シンの前方には光り輝く幸福が待っている道。背後には、血にまみれた争いが続く道が伸びている。
シンは幸福な道へ向け、一歩踏み出す。
そして、
「オレは……」
『答えを。力を手放せば、アナタには幸福な未来が待っています』
シンの心に灯っていた覚悟の炎が、両親からの言葉によりロウソクほどに小さくなっていた。
目の前に広がる光景は嘘であることは明白。それなのに、シンは自ら騙されようとしていた。
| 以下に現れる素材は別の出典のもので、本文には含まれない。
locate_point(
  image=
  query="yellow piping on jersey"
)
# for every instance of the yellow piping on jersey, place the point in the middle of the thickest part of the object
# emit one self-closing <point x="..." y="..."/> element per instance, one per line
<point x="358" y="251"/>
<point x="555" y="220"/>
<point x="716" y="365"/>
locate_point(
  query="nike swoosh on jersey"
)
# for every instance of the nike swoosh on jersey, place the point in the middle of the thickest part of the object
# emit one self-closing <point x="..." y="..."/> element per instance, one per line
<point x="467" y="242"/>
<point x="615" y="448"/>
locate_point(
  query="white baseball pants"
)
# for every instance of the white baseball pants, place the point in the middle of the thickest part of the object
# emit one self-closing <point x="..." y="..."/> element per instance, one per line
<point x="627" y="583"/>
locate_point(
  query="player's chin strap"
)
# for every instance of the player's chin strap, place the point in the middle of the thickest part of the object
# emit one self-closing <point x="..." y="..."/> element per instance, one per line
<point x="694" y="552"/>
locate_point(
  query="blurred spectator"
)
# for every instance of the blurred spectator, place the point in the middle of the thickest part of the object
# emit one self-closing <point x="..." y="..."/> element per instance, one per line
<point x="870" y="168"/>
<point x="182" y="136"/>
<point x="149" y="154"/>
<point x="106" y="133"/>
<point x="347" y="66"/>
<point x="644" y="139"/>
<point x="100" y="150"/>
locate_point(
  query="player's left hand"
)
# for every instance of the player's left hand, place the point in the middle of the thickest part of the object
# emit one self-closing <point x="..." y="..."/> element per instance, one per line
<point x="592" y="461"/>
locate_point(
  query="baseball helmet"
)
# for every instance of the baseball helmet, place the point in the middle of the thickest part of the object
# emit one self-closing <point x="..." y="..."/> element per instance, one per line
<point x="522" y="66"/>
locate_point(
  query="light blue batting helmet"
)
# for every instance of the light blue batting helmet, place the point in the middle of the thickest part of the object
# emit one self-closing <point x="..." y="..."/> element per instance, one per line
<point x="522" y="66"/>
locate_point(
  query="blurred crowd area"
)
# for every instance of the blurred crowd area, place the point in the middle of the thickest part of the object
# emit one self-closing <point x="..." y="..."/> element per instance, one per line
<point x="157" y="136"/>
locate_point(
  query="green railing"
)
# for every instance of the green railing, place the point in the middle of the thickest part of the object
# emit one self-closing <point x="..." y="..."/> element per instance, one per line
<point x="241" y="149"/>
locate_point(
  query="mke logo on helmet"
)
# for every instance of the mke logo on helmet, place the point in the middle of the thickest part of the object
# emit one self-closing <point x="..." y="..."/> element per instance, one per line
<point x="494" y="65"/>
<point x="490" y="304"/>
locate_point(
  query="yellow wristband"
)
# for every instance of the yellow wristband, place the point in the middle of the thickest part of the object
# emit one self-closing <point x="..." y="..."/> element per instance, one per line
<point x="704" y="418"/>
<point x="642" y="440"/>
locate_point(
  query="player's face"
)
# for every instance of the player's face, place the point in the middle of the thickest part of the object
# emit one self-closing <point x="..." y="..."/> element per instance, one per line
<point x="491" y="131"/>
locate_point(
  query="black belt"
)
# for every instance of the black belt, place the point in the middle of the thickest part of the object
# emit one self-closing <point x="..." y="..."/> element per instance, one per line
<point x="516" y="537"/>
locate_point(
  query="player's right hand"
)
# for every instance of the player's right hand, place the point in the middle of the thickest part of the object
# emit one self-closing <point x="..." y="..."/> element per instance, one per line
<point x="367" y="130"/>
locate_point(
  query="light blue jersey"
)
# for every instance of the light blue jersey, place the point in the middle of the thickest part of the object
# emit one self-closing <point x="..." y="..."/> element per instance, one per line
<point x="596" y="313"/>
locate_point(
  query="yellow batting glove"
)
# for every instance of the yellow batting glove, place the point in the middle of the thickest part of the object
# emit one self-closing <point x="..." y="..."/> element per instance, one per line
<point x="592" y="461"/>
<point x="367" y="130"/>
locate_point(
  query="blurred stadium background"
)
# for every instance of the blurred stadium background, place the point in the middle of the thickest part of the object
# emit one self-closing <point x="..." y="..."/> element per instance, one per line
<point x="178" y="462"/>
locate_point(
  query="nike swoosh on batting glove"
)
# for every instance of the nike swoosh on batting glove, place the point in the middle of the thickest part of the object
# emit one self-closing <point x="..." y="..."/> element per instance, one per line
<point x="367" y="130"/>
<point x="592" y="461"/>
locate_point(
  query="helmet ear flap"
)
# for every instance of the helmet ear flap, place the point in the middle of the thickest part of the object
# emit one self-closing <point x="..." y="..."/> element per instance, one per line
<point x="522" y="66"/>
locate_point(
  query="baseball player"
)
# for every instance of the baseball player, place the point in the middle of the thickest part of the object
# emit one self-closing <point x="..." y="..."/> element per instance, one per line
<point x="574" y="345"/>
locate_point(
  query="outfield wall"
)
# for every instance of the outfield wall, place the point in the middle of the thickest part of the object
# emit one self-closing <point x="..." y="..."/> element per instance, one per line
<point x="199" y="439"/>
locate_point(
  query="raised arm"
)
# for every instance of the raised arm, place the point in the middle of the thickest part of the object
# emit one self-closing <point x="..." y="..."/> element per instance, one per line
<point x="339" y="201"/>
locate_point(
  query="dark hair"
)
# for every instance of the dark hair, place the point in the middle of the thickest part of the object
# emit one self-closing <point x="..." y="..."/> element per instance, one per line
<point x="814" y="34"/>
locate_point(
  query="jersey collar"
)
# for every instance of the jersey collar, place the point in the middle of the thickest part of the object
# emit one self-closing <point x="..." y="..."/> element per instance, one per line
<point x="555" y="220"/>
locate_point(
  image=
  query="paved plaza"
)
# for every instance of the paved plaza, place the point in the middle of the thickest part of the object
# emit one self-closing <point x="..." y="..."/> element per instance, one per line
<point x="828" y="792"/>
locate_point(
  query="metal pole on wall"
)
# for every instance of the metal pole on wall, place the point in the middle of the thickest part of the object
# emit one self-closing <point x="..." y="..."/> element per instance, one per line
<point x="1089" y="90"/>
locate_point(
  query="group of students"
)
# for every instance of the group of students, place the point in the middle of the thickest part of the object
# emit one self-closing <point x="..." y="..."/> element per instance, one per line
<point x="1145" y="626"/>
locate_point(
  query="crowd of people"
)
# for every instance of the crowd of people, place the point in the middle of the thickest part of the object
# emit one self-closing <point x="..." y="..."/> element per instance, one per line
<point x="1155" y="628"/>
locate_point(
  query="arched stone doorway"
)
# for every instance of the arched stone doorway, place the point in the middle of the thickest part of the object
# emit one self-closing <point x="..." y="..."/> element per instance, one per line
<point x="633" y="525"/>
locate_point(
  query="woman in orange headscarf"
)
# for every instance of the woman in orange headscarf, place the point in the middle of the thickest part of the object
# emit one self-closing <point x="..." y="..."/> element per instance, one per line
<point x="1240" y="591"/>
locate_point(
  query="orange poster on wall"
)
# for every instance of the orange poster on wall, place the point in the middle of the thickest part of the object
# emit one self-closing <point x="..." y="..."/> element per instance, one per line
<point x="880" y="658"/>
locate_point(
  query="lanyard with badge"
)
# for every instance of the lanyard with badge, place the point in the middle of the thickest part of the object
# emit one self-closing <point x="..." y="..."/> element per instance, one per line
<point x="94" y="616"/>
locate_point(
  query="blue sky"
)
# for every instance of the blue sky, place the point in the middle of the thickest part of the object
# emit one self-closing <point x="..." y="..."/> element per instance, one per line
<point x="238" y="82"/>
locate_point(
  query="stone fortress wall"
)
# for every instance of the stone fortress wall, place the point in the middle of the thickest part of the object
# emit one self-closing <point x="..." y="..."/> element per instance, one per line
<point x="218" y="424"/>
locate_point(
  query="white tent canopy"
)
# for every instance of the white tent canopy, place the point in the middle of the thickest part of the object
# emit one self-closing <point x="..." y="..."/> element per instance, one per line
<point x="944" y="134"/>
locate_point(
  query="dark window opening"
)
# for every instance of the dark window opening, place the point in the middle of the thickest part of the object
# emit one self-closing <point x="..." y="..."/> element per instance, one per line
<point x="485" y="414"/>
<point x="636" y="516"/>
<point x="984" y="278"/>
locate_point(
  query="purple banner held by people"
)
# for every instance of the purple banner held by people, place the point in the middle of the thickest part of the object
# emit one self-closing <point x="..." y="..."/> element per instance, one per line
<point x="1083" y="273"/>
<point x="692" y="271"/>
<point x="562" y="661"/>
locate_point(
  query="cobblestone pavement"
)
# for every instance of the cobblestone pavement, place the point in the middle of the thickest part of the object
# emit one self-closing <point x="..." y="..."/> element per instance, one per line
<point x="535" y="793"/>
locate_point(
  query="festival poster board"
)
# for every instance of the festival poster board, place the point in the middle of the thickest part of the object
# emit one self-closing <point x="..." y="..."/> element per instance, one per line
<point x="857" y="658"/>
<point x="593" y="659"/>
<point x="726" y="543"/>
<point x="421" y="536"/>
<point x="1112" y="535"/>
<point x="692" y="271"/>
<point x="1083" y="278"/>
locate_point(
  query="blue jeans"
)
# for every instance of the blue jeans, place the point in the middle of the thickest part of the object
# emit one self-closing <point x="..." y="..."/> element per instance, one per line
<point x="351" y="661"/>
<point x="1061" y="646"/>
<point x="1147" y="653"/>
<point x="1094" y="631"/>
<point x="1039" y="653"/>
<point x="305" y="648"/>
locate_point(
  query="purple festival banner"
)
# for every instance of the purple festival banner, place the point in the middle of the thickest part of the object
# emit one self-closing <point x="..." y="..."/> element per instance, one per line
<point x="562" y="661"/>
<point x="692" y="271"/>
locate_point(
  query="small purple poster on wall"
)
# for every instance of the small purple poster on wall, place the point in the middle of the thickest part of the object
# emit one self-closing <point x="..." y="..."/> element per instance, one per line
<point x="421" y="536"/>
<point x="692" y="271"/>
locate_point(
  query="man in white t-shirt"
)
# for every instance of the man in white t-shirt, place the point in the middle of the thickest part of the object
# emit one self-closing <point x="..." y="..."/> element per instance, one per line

(言い訳もある。誰もオレに戦えなんて言っていない。なら……もう止めても……誰も文句は……)
その時、声が聞こえる。
「ホント、しつこいな」
「ふっ、褒め言葉として受け取っておこう」
ソルとマリアの声だ。硬質な何かがぶつかり合う甲高い音が響いている。
「諦めなよッ!」
「諦めないさ。私の親友が、大切な選択をしようとしている。それが終わるまでは、一歩も退かんッ!」
「シンは戦いを諦める。それでも待つのかい」
「勿論さ。シンは優しすぎる。本来ならば、その選択をするべきさッ!」
背後に続く血にまみれた道の先で、二人は戦っている。
シンはそれを理解した。
『答えを聞かせてください』
俯くシン。
思考はクリアになり、今まで感じていた煩わしさが消えていく。
両目に力強い意思を宿し、心の炎を燃え上がらせる。
「……マリアが待ってる。行かないと行けない」
シンは肩を震わせる。
握りこぶしに力が籠る。
「オレは本当にバカだったッ! 周りの人間を訳も分からず巻き込む大馬鹿だッ! みんなが居なくなって心のどこかで喜んだ!」
シンが心に溜まる暗い感情を力の限り吐き出していく。
「力を与えられて浮かれてたッ! オレは家族が戻ってこなければってそう思ったんだッ!」
『ならばこそ、平和な道を選ぶべきです。アクセサリウスは誰かが戻してくれます。よしんば戻らなくても、シンにとっては都合がいい』
シンは顔を上げ、ロザリアを射貫く。
「そうじゃないだろッ! オレは自分の意思で、直接、今までの思いを家族に言わなきゃならないッ! こんな形で別れるなんて、全然フェアじゃない! そんなの誠実じゃ……マリアなら真正面からぶつかって意見を言うとそう思う!」
シンは、争いが続く道を見据え、大きく一歩を踏み出した。
「オレは全部欲しい。アクセサリウスもマリアとの日常も。あの時の覚悟は嘘にしたくない。誰かを助けられる、真っすぐな人間になりたいんだ」
しっとりとした言葉だ。力強くも、落ち着きもある。今までのシンの精神性ならば考えられないほどに、大人びていた。